Volvimos a Brasil a despedirnos de Quico y tomar el avión haciendo planes para el próximo carnaval, ya refrescadas nuestras mentes de tantos meses de obsesión casinera en nuestra búsqueda incesante del 21, que era el número fetiche al que siempre rogábamos que entrara en abundancia.

9. EMPIEZAN LOS PROBLEMAS

Al regresar de nuestra gira por los países del Cono Sur, tardamos poco en seguir ganándole dinero a Madrid, mientras dábamos un respiro a los que se habían quedado en casa, ya que desde luego se habían comportado como campeones. A aquellas máquinas de monedas que inundaron el espacio vital de los honestos jugadores de toda la vida les quedaron apenas dos o tres semanas más de presencia, y detrás de ellas también desapareció aquel directivo del que no recordamos su nombre ni casi nada más. Lo curioso fue que Paleato, al que muchos compañeros de jefatura se la tenían jurada, tardó muchísimo tiempo en quedar fuera de juego, pero al final consiguió meter la pata lo suficiente como para que se hallasen las excusas adecuadas para su cese fulminante, y es que ya se sabe que es más fácil quedarse fuera que salirse. Eso sí, intentó por todos los medios dejar su puesto con el grado de dignidad suficiente como para ser empleado de inmediato en cualquier otro casino del territorio español.

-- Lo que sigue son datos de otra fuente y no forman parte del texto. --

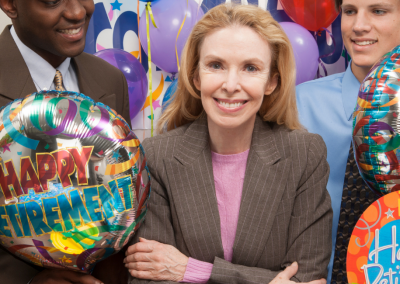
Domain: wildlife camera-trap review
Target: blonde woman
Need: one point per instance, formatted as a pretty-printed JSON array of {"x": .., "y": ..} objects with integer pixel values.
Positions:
[{"x": 238, "y": 188}]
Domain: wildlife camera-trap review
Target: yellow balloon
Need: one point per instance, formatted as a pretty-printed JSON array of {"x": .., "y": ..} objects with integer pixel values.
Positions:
[{"x": 76, "y": 241}]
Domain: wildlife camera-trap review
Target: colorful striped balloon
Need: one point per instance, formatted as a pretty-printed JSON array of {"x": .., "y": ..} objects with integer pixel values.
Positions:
[{"x": 376, "y": 125}]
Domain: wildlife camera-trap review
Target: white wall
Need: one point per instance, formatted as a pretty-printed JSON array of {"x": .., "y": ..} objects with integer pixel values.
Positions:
[{"x": 4, "y": 20}]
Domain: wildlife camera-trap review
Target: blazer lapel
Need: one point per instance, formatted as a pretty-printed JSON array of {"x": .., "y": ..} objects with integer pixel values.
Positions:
[
  {"x": 191, "y": 182},
  {"x": 87, "y": 82},
  {"x": 15, "y": 79},
  {"x": 264, "y": 184}
]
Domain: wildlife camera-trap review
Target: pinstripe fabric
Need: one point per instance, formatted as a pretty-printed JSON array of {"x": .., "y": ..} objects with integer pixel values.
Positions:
[
  {"x": 285, "y": 212},
  {"x": 58, "y": 81}
]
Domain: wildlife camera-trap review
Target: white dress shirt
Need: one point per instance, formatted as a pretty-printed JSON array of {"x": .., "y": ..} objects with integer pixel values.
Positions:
[{"x": 42, "y": 72}]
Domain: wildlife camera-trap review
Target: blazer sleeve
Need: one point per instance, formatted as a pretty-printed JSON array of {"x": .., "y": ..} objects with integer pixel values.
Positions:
[
  {"x": 309, "y": 241},
  {"x": 157, "y": 224}
]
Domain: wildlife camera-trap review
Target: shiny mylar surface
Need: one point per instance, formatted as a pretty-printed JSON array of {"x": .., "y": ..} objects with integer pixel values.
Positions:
[
  {"x": 73, "y": 177},
  {"x": 376, "y": 138}
]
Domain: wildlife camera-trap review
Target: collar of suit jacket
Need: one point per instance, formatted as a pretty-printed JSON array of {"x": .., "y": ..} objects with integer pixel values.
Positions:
[
  {"x": 196, "y": 140},
  {"x": 16, "y": 81}
]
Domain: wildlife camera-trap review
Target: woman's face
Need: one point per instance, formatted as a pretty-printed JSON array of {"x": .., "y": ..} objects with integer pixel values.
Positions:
[{"x": 233, "y": 79}]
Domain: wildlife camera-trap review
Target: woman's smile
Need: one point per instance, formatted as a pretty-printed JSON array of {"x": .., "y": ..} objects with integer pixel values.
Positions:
[{"x": 230, "y": 105}]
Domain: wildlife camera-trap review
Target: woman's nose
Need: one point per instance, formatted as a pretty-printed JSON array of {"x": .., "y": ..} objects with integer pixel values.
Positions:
[{"x": 232, "y": 82}]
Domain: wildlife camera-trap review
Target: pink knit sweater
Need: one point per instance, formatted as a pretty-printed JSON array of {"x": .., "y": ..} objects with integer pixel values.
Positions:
[{"x": 229, "y": 173}]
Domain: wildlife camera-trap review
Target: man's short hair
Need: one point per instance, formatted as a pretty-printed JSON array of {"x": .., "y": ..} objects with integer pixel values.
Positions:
[{"x": 338, "y": 3}]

—La verdad es que yo ya sabía lo que se cocinaba por aquí, pero aun así, no puedo negar que me han llegado a tocar la fibra óptica.

Quizá por todos estos hechos o quizá también porque la huelga iba remitiendo, el personal directivo se fue concentrando en el día a día de aquellos jugadores que apostábamos en un nivel suficientemente alto como para poder crear inquietud. No es fácil saber si el trabajo de aquel detective que primero fue avistado vigilando la casa de Guillermo y luego fue descubierto por alguna de nuestras fuentes, causó efecto entre los directivos del casino antes o después de irnos de viaje a Iberoamérica, pero el caso fue que no más tarde de un mes y medio de nuestra vuelta empezamos a tener serios problemas en Madrid.

Al principio hicieron lo que otros casinos habían hecho antes. Quizá aprovechando el desbarajuste que supuso quitar todas las máquinas de azar de sitio, y que en cualquier caso redujeron las mesas de ruletas americanas de ocho a seis, empezaron a cambiar dichas ruletas de lugar esperando que nos despistásemos. Por supuesto, eso no ocurrió y pensaron que debían reemplazar las mesas por otras nuevas. Lo que ocurrió fue que al parecer no disponían de demasiadas y encima tuvimos la suerte de cogerle enseguida el punto a las nuevas, además de que al seguir cambiando continuamente a veces subían a la sala de juego alguna de las que antes ya habían cambiado, y claro, esas las conocíamos perfectamente. Es más, quedaba en evidencia que nosotros conocíamos mejor las ruletas que ellos mismos.